For 6 whole weeks they remained on call and ready to go to court for injunctions, 24 hours a day. Having more than proved herself capable through this experience, Malliha then became Legal Director for the Ministry of Labour, from 2000-2004; during this time she provided strategic legal advice on an array of complex issues to the Minister, and Ministry, of Labour.

 “Labour law is really interesting because you deal with such fascinating concepts and determine how to achieve balance amidst them.”

Malliha’s burgeoning career saw her continue to rise through the ranks; from Director of the Crown Law Office, Civil, for the Ministry of the Attorney General from 2004-2008 to Assistant Deputy Attorney General. In both of these roles, as with many others she assumed, she was the first person of colour.
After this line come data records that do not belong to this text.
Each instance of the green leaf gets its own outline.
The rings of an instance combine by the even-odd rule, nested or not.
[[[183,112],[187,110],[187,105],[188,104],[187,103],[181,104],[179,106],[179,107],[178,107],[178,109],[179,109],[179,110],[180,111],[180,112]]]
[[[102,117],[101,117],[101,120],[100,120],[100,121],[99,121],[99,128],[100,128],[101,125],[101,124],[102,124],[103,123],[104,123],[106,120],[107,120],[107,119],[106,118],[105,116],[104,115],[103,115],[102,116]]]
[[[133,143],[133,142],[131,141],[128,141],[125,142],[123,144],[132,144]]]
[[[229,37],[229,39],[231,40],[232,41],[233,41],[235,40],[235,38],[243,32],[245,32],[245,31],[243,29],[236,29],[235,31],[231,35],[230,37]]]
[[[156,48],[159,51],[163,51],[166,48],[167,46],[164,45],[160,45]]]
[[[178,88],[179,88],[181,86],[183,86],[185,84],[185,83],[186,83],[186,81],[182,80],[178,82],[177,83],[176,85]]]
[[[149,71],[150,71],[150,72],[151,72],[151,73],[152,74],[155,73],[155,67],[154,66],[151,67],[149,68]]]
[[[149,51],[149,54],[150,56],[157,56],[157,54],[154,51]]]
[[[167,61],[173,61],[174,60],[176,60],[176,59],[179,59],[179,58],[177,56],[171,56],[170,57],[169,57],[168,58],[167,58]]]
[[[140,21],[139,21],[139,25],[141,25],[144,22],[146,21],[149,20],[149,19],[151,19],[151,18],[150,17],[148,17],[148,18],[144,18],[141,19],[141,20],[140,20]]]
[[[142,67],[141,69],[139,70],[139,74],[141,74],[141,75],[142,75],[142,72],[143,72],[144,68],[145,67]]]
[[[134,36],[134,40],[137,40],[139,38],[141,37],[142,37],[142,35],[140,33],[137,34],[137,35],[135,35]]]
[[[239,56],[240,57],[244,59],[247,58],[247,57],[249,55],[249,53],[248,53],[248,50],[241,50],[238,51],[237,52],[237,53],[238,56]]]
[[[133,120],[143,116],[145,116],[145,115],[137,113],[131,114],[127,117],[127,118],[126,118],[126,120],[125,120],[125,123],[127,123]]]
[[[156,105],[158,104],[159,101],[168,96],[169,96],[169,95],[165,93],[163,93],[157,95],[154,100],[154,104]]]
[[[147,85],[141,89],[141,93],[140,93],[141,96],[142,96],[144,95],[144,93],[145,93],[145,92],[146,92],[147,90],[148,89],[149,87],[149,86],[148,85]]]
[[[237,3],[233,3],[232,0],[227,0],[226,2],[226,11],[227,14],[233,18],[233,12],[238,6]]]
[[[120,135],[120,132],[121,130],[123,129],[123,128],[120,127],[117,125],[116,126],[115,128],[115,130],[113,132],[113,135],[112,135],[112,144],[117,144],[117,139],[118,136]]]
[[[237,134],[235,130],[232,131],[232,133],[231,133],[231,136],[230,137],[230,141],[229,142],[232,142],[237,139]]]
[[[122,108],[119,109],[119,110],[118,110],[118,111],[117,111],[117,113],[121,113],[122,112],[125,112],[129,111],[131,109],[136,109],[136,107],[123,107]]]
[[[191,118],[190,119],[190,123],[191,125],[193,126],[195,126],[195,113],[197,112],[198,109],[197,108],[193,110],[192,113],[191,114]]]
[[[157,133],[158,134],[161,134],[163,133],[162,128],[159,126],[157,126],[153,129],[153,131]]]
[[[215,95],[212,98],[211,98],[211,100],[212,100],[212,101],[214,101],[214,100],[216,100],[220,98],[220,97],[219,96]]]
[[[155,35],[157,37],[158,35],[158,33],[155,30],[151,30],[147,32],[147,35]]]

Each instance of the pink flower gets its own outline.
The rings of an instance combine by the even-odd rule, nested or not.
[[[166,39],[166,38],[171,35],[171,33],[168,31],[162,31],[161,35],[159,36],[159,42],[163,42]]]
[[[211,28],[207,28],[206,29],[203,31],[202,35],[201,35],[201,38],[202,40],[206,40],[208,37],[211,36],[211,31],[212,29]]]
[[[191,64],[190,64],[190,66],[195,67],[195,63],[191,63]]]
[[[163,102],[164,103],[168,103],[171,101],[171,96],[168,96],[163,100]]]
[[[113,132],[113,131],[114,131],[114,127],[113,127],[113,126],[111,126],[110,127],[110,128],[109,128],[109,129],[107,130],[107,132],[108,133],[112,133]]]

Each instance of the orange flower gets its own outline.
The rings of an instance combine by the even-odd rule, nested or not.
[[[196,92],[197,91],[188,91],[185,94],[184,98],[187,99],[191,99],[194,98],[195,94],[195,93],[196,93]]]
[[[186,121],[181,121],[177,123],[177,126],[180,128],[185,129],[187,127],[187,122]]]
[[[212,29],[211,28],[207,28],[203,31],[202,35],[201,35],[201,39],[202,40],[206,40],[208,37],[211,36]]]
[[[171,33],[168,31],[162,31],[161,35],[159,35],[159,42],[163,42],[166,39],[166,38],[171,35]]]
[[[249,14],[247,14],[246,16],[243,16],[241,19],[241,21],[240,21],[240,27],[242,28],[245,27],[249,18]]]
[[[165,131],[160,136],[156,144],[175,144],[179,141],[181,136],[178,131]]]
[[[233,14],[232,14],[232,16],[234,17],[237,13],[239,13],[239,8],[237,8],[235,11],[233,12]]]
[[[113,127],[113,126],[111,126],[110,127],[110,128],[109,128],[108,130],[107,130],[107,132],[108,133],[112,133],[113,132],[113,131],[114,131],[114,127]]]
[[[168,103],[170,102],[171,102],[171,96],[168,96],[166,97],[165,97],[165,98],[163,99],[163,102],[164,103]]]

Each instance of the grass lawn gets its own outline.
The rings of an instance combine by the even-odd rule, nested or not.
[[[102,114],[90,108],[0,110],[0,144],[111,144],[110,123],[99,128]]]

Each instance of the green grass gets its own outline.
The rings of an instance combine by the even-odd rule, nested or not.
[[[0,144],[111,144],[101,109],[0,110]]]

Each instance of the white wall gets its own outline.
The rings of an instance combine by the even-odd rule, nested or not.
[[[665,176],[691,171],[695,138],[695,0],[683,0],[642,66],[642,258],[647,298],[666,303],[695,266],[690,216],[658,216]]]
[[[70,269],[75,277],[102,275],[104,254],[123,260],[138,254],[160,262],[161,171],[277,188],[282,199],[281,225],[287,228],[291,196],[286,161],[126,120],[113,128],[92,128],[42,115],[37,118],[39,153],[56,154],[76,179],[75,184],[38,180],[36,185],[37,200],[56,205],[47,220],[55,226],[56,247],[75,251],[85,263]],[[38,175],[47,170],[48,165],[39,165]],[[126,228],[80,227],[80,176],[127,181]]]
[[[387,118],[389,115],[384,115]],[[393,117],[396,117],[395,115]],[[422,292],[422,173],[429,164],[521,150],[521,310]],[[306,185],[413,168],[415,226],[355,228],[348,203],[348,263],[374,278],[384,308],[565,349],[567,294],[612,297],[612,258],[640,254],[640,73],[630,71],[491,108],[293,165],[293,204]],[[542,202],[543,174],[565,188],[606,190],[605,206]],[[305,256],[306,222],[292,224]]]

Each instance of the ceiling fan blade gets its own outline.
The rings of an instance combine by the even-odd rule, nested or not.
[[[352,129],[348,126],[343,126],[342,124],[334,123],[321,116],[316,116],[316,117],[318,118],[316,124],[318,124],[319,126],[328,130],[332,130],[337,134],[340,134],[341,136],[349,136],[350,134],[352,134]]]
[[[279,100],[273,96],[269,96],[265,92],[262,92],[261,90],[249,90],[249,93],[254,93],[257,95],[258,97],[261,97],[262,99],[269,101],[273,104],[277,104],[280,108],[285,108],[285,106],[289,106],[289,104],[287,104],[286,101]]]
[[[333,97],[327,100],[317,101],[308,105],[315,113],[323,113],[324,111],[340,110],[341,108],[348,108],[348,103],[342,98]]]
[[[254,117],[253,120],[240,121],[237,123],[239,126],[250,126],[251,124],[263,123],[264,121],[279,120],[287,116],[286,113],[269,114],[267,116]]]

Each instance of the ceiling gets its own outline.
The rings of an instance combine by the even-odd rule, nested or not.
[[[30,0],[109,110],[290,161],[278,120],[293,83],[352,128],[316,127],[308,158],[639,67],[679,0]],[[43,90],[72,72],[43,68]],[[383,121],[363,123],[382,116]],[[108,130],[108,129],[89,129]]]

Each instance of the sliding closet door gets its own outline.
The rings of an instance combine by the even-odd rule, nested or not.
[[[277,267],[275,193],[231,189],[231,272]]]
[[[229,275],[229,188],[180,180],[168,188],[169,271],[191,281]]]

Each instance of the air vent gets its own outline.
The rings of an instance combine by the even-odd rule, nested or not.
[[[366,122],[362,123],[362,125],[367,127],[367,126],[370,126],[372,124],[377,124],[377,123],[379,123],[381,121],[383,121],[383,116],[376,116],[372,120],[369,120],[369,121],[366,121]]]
“It’s not easy being the first in anything. You carry a huge responsibility. It’s a burden because you have to be accepted and it’s not always easy to rid people of the preconceived notions they have of you. And you want to do it right; my success would mean that other people would get the same opportunity.”

When taking into consideration the challenging nature of senior litigation roles in the Ministry of the Attorney General, before you even add in the intricacies of being a racialized woman, it’s truly a sign of the tremendous litigator that she is, that Malliha continues to break new ground everywhere that she goes.

Take for instance the sheer number of times she has gone before the Supreme Court of Canada for the Attorney General. Considering that every case which goes before the Supreme Court is precedent setting, her 15 appearances as lead counsel, and part of litigation teams, are remarkable.

“It’s a privilege to appear before the Supreme Court. You really feel a sense of accomplishment and I think that every litigator should aspire to do so….When I was growing up in Tellippalai I would never have imagined that I would be lead counsel for the Ontario Attorney General one day. Geographically it was a long distance covered, but metaphorically as well.”

So where does this journey take Malliha next? Having concluded the extraordinarily demanding role of Assistant Deputy Attorney General, after a nearly nine year term, she has increasingly been shifting gears to areas she has long since wanted to contribute to.

“I’ve had to take tough, tough cases and turn them around. It’s a skill that you are taught. And I’d like to use that for the benefit of my community. The change in career, and shift in pace, has given me time to reflect on how I can now make a meaningful contribution.”

Through her passion for advocacy Malliha is looking to focus increasingly on human rights issues, the refugee crisis, the international criminal justice sphere, and ways in which these issues are experienced in Canada.

She also plans on continuing to find ways to help young lawyers see beyond themselves, to what they can contribute on a larger scale.

 “If I manage to do 2 things than I’d consider my career a success - to open the door for more racialized people to see that they too can aspire to these positions; And to bring different perspectives, through my understanding of minority rights, to every role I take on.”